Civil Services Examinations (UPSC): UPSC has decided to go for “UPSC Aptitude Test" instead of UPSC Prelims Test for year 2010. Recently while reading the Hindi daily “Dainik Jagaran”, I came across an article by a very senior bureaucrat where he mentions that the change was necessitated as despite its claims, UPSC could not come with the “scaling” methodology. “Scaling” was used by UPSC to ensure that no particular stream of students have an unfair advantage or are at a disadvantage (hail RTI). So the new change is aimed at creating a common ground. Sounds sensible, isn’t it? But the problem is “the English language comprehension Skills” section. Civil services exam is replete with success stories with students from modest backgrounds making it to the coveted post. Even the past data shows that non-English speaking students have been equally successful in the prelims as well as finals exams. The job requirement too doesn’t necessarily call for fluency in English.
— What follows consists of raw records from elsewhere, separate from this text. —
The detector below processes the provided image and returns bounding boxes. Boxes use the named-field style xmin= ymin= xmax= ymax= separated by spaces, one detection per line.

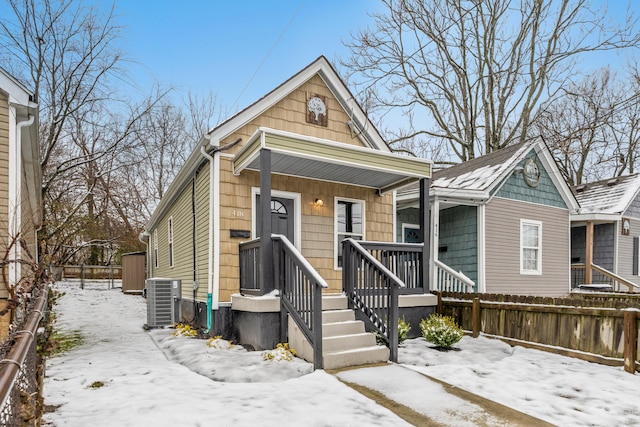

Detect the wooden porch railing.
xmin=342 ymin=238 xmax=406 ymax=362
xmin=434 ymin=260 xmax=475 ymax=293
xmin=358 ymin=240 xmax=429 ymax=294
xmin=273 ymin=234 xmax=328 ymax=369
xmin=571 ymin=264 xmax=640 ymax=292
xmin=240 ymin=234 xmax=328 ymax=369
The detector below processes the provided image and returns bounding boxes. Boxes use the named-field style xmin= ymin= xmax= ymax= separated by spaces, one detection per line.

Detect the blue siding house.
xmin=396 ymin=140 xmax=579 ymax=296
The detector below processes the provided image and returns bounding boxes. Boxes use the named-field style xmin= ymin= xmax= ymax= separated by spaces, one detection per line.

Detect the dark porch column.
xmin=584 ymin=221 xmax=593 ymax=285
xmin=420 ymin=178 xmax=431 ymax=292
xmin=258 ymin=149 xmax=274 ymax=295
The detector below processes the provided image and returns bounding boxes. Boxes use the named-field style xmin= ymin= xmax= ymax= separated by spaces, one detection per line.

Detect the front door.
xmin=256 ymin=194 xmax=295 ymax=244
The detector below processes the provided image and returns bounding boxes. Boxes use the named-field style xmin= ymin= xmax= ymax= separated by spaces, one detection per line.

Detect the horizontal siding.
xmin=623 ymin=193 xmax=640 ymax=220
xmin=485 ymin=198 xmax=570 ymax=296
xmin=149 ymin=72 xmax=394 ymax=302
xmin=615 ymin=218 xmax=640 ymax=289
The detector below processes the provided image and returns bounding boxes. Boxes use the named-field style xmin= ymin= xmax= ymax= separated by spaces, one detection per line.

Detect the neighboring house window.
xmin=632 ymin=237 xmax=640 ymax=276
xmin=153 ymin=228 xmax=158 ymax=268
xmin=402 ymin=224 xmax=422 ymax=243
xmin=520 ymin=219 xmax=542 ymax=274
xmin=168 ymin=217 xmax=173 ymax=267
xmin=335 ymin=199 xmax=365 ymax=268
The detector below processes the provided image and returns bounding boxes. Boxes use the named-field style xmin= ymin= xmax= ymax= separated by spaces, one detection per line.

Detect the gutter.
xmin=138 ymin=231 xmax=152 ymax=278
xmin=200 ymin=134 xmax=242 ymax=334
xmin=200 ymin=144 xmax=220 ymax=334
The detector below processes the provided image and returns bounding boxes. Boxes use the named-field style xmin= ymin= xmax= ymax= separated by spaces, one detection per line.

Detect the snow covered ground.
xmin=44 ymin=283 xmax=640 ymax=427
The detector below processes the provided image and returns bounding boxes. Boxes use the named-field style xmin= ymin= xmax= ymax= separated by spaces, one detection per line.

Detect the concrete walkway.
xmin=330 ymin=364 xmax=553 ymax=427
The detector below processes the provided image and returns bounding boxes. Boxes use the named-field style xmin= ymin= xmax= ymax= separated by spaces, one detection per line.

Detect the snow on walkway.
xmin=44 ymin=283 xmax=408 ymax=427
xmin=44 ymin=283 xmax=640 ymax=427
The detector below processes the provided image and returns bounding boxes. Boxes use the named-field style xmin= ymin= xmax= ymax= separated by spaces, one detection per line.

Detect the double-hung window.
xmin=167 ymin=217 xmax=173 ymax=267
xmin=335 ymin=198 xmax=365 ymax=268
xmin=520 ymin=219 xmax=542 ymax=274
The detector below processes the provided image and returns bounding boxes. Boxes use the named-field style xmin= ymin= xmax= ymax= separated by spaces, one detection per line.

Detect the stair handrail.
xmin=271 ymin=234 xmax=329 ymax=369
xmin=342 ymin=237 xmax=406 ymax=362
xmin=571 ymin=263 xmax=640 ymax=292
xmin=433 ymin=259 xmax=475 ymax=292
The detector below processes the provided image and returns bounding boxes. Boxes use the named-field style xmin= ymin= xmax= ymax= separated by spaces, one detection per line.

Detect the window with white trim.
xmin=335 ymin=198 xmax=365 ymax=268
xmin=167 ymin=217 xmax=173 ymax=267
xmin=153 ymin=228 xmax=158 ymax=268
xmin=520 ymin=219 xmax=542 ymax=274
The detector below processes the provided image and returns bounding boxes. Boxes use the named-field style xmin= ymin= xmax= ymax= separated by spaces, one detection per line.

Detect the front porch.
xmin=231 ymin=128 xmax=435 ymax=368
xmin=232 ymin=235 xmax=437 ymax=369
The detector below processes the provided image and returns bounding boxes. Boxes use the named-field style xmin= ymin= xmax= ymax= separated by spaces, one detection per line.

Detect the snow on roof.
xmin=431 ymin=142 xmax=532 ymax=191
xmin=571 ymin=173 xmax=640 ymax=214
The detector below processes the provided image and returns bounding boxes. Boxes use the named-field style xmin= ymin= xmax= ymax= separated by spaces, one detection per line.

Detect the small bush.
xmin=207 ymin=335 xmax=234 ymax=350
xmin=398 ymin=316 xmax=411 ymax=344
xmin=420 ymin=314 xmax=464 ymax=349
xmin=173 ymin=323 xmax=198 ymax=337
xmin=376 ymin=316 xmax=411 ymax=345
xmin=262 ymin=343 xmax=297 ymax=362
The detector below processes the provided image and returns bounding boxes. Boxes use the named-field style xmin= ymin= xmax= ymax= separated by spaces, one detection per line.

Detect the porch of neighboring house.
xmin=231 ymin=130 xmax=437 ymax=369
xmin=571 ymin=174 xmax=640 ymax=292
xmin=571 ymin=220 xmax=640 ymax=292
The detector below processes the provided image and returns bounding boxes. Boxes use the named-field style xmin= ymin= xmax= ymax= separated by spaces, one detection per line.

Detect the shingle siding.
xmin=396 ymin=208 xmax=420 ymax=243
xmin=485 ymin=198 xmax=571 ymax=296
xmin=438 ymin=206 xmax=478 ymax=283
xmin=496 ymin=152 xmax=567 ymax=209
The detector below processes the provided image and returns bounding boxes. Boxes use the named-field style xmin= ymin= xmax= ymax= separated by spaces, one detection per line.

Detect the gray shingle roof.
xmin=571 ymin=173 xmax=640 ymax=214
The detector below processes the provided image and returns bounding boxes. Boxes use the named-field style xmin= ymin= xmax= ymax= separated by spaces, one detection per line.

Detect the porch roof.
xmin=233 ymin=127 xmax=432 ymax=193
xmin=572 ymin=173 xmax=640 ymax=220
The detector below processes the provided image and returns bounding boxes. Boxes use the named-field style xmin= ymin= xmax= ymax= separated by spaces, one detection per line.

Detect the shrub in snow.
xmin=207 ymin=335 xmax=234 ymax=350
xmin=420 ymin=314 xmax=464 ymax=349
xmin=173 ymin=323 xmax=198 ymax=337
xmin=376 ymin=316 xmax=411 ymax=345
xmin=262 ymin=343 xmax=296 ymax=362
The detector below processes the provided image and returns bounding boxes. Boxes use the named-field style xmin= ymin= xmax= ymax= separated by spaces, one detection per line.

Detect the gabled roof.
xmin=147 ymin=56 xmax=431 ymax=229
xmin=208 ymin=56 xmax=384 ymax=152
xmin=572 ymin=173 xmax=640 ymax=216
xmin=431 ymin=141 xmax=534 ymax=193
xmin=0 ymin=67 xmax=36 ymax=108
xmin=398 ymin=139 xmax=578 ymax=211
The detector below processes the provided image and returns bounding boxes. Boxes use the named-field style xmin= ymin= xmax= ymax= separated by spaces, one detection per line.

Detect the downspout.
xmin=200 ymin=146 xmax=220 ymax=334
xmin=138 ymin=231 xmax=151 ymax=278
xmin=200 ymin=138 xmax=242 ymax=334
xmin=9 ymin=115 xmax=38 ymax=283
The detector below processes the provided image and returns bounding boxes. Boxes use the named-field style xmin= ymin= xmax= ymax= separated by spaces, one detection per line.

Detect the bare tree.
xmin=534 ymin=68 xmax=640 ymax=185
xmin=0 ymin=0 xmax=172 ymax=262
xmin=342 ymin=0 xmax=640 ymax=161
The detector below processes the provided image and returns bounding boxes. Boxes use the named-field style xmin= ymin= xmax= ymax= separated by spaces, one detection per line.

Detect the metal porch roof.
xmin=233 ymin=128 xmax=432 ymax=193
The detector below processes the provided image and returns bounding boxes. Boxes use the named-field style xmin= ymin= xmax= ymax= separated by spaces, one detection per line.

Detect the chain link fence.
xmin=0 ymin=284 xmax=48 ymax=427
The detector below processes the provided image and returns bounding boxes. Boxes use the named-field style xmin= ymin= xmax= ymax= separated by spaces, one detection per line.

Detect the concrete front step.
xmin=322 ymin=332 xmax=376 ymax=354
xmin=322 ymin=294 xmax=349 ymax=311
xmin=323 ymin=345 xmax=389 ymax=370
xmin=322 ymin=320 xmax=364 ymax=337
xmin=322 ymin=309 xmax=356 ymax=325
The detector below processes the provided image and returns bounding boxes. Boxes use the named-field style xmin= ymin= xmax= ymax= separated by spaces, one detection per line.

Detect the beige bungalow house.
xmin=142 ymin=57 xmax=435 ymax=368
xmin=396 ymin=139 xmax=578 ymax=296
xmin=571 ymin=173 xmax=640 ymax=292
xmin=0 ymin=68 xmax=42 ymax=337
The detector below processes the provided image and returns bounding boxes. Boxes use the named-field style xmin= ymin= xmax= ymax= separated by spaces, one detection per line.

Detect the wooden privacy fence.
xmin=438 ymin=293 xmax=640 ymax=373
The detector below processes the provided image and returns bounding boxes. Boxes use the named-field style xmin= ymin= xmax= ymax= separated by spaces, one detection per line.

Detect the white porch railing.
xmin=433 ymin=259 xmax=475 ymax=292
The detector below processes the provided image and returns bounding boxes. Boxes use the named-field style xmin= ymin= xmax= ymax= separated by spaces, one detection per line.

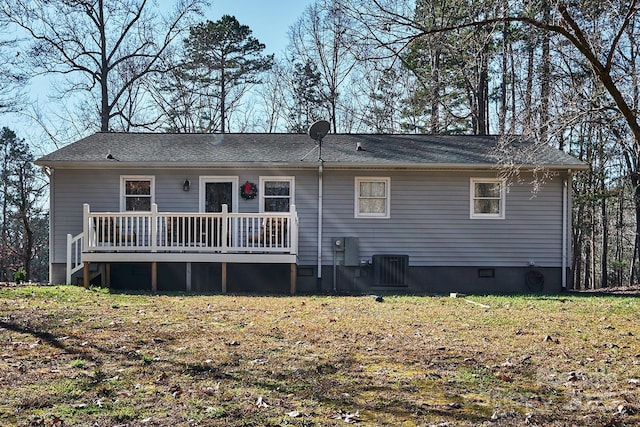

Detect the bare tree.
xmin=0 ymin=15 xmax=26 ymax=113
xmin=289 ymin=0 xmax=357 ymax=132
xmin=0 ymin=0 xmax=208 ymax=132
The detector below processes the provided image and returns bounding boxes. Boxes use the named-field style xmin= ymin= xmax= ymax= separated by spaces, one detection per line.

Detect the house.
xmin=36 ymin=133 xmax=586 ymax=293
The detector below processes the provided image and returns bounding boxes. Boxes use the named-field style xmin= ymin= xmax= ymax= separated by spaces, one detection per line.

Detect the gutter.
xmin=34 ymin=159 xmax=589 ymax=172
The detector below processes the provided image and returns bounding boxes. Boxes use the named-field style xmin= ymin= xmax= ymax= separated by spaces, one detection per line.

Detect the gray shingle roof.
xmin=36 ymin=133 xmax=586 ymax=169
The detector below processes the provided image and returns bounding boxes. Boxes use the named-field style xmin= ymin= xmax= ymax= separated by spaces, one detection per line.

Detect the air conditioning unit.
xmin=372 ymin=255 xmax=409 ymax=287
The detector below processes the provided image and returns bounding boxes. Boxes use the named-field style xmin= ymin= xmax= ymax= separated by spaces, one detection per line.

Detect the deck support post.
xmin=291 ymin=263 xmax=297 ymax=295
xmin=185 ymin=262 xmax=192 ymax=292
xmin=151 ymin=261 xmax=158 ymax=292
xmin=221 ymin=262 xmax=227 ymax=294
xmin=104 ymin=263 xmax=111 ymax=288
xmin=82 ymin=261 xmax=89 ymax=289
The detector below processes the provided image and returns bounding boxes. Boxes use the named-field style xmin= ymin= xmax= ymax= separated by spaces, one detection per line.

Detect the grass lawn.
xmin=0 ymin=286 xmax=640 ymax=426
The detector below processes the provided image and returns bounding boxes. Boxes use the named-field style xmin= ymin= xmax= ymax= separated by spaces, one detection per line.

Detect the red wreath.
xmin=240 ymin=181 xmax=258 ymax=200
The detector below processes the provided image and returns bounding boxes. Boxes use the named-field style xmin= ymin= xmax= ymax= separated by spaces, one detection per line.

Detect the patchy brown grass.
xmin=0 ymin=286 xmax=640 ymax=426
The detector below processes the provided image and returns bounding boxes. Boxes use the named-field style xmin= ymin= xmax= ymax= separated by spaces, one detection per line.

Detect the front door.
xmin=204 ymin=182 xmax=233 ymax=212
xmin=200 ymin=176 xmax=238 ymax=212
xmin=200 ymin=176 xmax=238 ymax=246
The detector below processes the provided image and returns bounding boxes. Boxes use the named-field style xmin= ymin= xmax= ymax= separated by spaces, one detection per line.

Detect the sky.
xmin=211 ymin=0 xmax=313 ymax=56
xmin=0 ymin=0 xmax=315 ymax=154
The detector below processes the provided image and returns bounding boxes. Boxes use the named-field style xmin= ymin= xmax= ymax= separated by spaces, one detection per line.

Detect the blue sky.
xmin=0 ymin=0 xmax=315 ymax=145
xmin=205 ymin=0 xmax=313 ymax=56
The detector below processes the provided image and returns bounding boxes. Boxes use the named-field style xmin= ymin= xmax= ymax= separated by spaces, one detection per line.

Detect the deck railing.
xmin=82 ymin=204 xmax=298 ymax=254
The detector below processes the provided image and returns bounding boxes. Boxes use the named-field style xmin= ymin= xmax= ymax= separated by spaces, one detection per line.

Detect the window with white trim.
xmin=470 ymin=178 xmax=506 ymax=219
xmin=120 ymin=176 xmax=155 ymax=212
xmin=354 ymin=177 xmax=391 ymax=218
xmin=259 ymin=176 xmax=295 ymax=212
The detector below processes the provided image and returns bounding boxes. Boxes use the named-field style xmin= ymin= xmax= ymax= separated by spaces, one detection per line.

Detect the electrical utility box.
xmin=344 ymin=237 xmax=360 ymax=267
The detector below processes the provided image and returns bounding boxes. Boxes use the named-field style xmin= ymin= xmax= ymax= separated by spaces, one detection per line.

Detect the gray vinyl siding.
xmin=323 ymin=171 xmax=562 ymax=267
xmin=51 ymin=169 xmax=562 ymax=267
xmin=51 ymin=169 xmax=318 ymax=264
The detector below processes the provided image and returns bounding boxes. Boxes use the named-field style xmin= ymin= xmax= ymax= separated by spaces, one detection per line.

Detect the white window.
xmin=354 ymin=178 xmax=391 ymax=218
xmin=259 ymin=176 xmax=295 ymax=212
xmin=470 ymin=178 xmax=505 ymax=219
xmin=120 ymin=176 xmax=155 ymax=212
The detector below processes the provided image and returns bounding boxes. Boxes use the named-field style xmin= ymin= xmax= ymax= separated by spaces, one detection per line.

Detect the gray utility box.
xmin=333 ymin=237 xmax=360 ymax=267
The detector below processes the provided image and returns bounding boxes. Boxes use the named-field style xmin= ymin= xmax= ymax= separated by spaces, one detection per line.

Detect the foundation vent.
xmin=372 ymin=255 xmax=409 ymax=286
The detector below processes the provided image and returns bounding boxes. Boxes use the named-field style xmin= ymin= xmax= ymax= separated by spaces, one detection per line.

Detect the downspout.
xmin=40 ymin=166 xmax=53 ymax=285
xmin=317 ymin=163 xmax=323 ymax=291
xmin=562 ymin=169 xmax=571 ymax=291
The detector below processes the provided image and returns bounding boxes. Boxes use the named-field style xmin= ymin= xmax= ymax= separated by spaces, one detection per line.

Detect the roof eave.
xmin=34 ymin=159 xmax=589 ymax=171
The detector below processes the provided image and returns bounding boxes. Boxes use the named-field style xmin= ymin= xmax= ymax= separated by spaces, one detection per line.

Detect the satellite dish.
xmin=309 ymin=120 xmax=331 ymax=142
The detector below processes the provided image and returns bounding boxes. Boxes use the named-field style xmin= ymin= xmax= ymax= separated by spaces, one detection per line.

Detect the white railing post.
xmin=65 ymin=234 xmax=73 ymax=285
xmin=289 ymin=205 xmax=298 ymax=255
xmin=149 ymin=203 xmax=159 ymax=252
xmin=82 ymin=203 xmax=90 ymax=252
xmin=220 ymin=204 xmax=229 ymax=252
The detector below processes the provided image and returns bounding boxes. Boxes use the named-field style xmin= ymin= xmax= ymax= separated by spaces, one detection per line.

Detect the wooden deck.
xmin=67 ymin=204 xmax=298 ymax=293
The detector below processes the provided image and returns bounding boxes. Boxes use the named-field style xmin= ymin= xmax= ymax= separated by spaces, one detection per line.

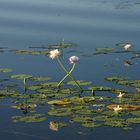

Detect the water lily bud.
xmin=69 ymin=56 xmax=80 ymax=64
xmin=49 ymin=49 xmax=61 ymax=59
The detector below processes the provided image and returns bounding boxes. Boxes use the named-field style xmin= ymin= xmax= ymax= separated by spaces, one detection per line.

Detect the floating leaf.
xmin=30 ymin=76 xmax=51 ymax=82
xmin=82 ymin=122 xmax=101 ymax=128
xmin=67 ymin=80 xmax=92 ymax=86
xmin=48 ymin=42 xmax=78 ymax=49
xmin=72 ymin=115 xmax=95 ymax=123
xmin=48 ymin=108 xmax=72 ymax=117
xmin=0 ymin=89 xmax=19 ymax=98
xmin=12 ymin=114 xmax=47 ymax=123
xmin=50 ymin=121 xmax=67 ymax=131
xmin=11 ymin=103 xmax=37 ymax=110
xmin=0 ymin=68 xmax=12 ymax=73
xmin=13 ymin=50 xmax=49 ymax=55
xmin=104 ymin=120 xmax=129 ymax=127
xmin=130 ymin=110 xmax=140 ymax=117
xmin=89 ymin=86 xmax=115 ymax=91
xmin=127 ymin=117 xmax=140 ymax=124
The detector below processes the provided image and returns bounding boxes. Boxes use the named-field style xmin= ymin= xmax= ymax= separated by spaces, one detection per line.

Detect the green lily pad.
xmin=48 ymin=99 xmax=71 ymax=105
xmin=127 ymin=117 xmax=140 ymax=124
xmin=72 ymin=115 xmax=95 ymax=123
xmin=82 ymin=122 xmax=101 ymax=128
xmin=0 ymin=68 xmax=13 ymax=73
xmin=104 ymin=120 xmax=129 ymax=127
xmin=48 ymin=42 xmax=78 ymax=49
xmin=11 ymin=74 xmax=32 ymax=79
xmin=130 ymin=110 xmax=140 ymax=117
xmin=0 ymin=89 xmax=19 ymax=98
xmin=96 ymin=47 xmax=114 ymax=52
xmin=48 ymin=108 xmax=72 ymax=117
xmin=50 ymin=121 xmax=67 ymax=131
xmin=30 ymin=76 xmax=51 ymax=82
xmin=89 ymin=86 xmax=115 ymax=91
xmin=12 ymin=114 xmax=47 ymax=123
xmin=67 ymin=80 xmax=92 ymax=86
xmin=13 ymin=50 xmax=49 ymax=55
xmin=69 ymin=96 xmax=95 ymax=104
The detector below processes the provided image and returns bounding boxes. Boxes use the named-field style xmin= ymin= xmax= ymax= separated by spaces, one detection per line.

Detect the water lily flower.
xmin=123 ymin=43 xmax=132 ymax=51
xmin=69 ymin=56 xmax=80 ymax=64
xmin=113 ymin=105 xmax=122 ymax=112
xmin=49 ymin=49 xmax=61 ymax=59
xmin=117 ymin=92 xmax=124 ymax=98
xmin=50 ymin=121 xmax=58 ymax=131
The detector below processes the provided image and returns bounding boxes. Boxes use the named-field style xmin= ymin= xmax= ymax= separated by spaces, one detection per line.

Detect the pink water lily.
xmin=69 ymin=56 xmax=80 ymax=64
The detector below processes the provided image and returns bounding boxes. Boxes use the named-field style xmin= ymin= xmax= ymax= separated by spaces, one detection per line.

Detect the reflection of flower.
xmin=49 ymin=49 xmax=61 ymax=59
xmin=117 ymin=92 xmax=124 ymax=98
xmin=69 ymin=56 xmax=80 ymax=64
xmin=113 ymin=105 xmax=122 ymax=112
xmin=123 ymin=43 xmax=132 ymax=51
xmin=50 ymin=121 xmax=58 ymax=131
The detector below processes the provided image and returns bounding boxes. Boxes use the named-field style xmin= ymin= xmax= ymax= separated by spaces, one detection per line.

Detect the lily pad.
xmin=11 ymin=74 xmax=32 ymax=79
xmin=89 ymin=86 xmax=115 ymax=91
xmin=30 ymin=76 xmax=51 ymax=82
xmin=50 ymin=121 xmax=67 ymax=131
xmin=82 ymin=122 xmax=101 ymax=128
xmin=12 ymin=114 xmax=47 ymax=123
xmin=0 ymin=68 xmax=12 ymax=73
xmin=48 ymin=108 xmax=72 ymax=117
xmin=48 ymin=99 xmax=71 ymax=105
xmin=107 ymin=104 xmax=140 ymax=110
xmin=67 ymin=80 xmax=92 ymax=86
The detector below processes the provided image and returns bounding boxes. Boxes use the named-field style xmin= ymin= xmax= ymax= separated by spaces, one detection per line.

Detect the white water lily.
xmin=49 ymin=49 xmax=61 ymax=59
xmin=69 ymin=56 xmax=80 ymax=64
xmin=113 ymin=105 xmax=122 ymax=112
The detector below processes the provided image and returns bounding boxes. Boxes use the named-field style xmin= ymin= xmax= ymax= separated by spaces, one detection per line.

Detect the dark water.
xmin=0 ymin=0 xmax=140 ymax=140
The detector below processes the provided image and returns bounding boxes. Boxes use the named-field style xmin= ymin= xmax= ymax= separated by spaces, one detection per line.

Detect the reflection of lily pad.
xmin=0 ymin=68 xmax=12 ymax=73
xmin=12 ymin=114 xmax=47 ymax=123
xmin=11 ymin=74 xmax=32 ymax=79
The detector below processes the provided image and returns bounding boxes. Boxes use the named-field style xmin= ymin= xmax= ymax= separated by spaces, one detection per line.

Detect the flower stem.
xmin=23 ymin=78 xmax=27 ymax=93
xmin=57 ymin=58 xmax=83 ymax=91
xmin=57 ymin=64 xmax=75 ymax=87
With the mandatory “English language comprehension Skills” section (even if class X level), the non-English speaking population is bound to be at a disadvantage. After all given the level of competition, even a fraction of a mark can make a difference. So whether UPSC was better off devising the “scaling” methodology or coming up with the proposed changes, the aspirants would be the best ones to answer. But given the state of English education especially in government schools, I have my doubts.
Common Admission Test (CAT): CAT recently went online. The first one did have its share of problems though mainly operational but the second edition has been quite professionally managed. Some have criticized the step and they back their arguments using the dwindling number of applications. They feel that it might be exclusionary. But as an MBA student, I can say for myself that one needs much higher computer proficiency than an online CAT demands. So someone struggling to appear for the online CAT would find it even harder to survive MBA. Thus considering the benefits i.e. faster processing of results, less paper wastage etc. it’s a visionary decision.
But, I still feel that CAT needs to be more inclusive and shouldn’t forget the term local in the often repeated term “Glocal”. Mismanagement at various levels has done our image as a country no good be it in the government sector or in the private one. So, it’s important that we go beyond the English speaking population to look for potential managers. We need managers who, after training, are willing to join rural arena or sectors that are critical but not necessarily most sought after during the placement season. That’s why CAT should be conducted in languages apart from English be it Hindi, Telugu or other common languages. A country can benefit from globalization only if it has its own house in order. Else it would be akin to “Sankritisation” or “Westernisation” of the past era.
IIT-JEE: Not too long ago IITs limited the number of attempts that student can take to clear the IIT-JEE. Their rationale behind doing that was to decrease dependence on coaching institutes, improving the quality of intake for M.Tech. programmes (they felt that a young guy or gal was more likely to go for higher degree than an old one) as well as to ensure that students who can’t make it to the IITs should move on in life. If one goes by the results, it doesn’t look like having the desired impact. The coaching institutes have become smarter. Now they have offerings as early as class VIII (catch ‘em young) for JEE aspirants. According to the report - ENGINEERING EDUCATION IN INDIA (2008) - a case study on IITs, it has been estimated that only about 1% of the graduating B.Tech class (from IIT) opt for an M.Tech from IITs. Wasn’t it expected considering the research opportunities available abroad? In fact, at the receiving end of this change are the students from rural areas. A few of them could achieve their "IIT dreams" even if they started preparing late (considering the ignorance in the rural set-up).
My aim behind considering this topic was to see whether the changes that have been made, address the concerns that they were supposed to or are they changes just for the sake of it. Would love to hear from you all.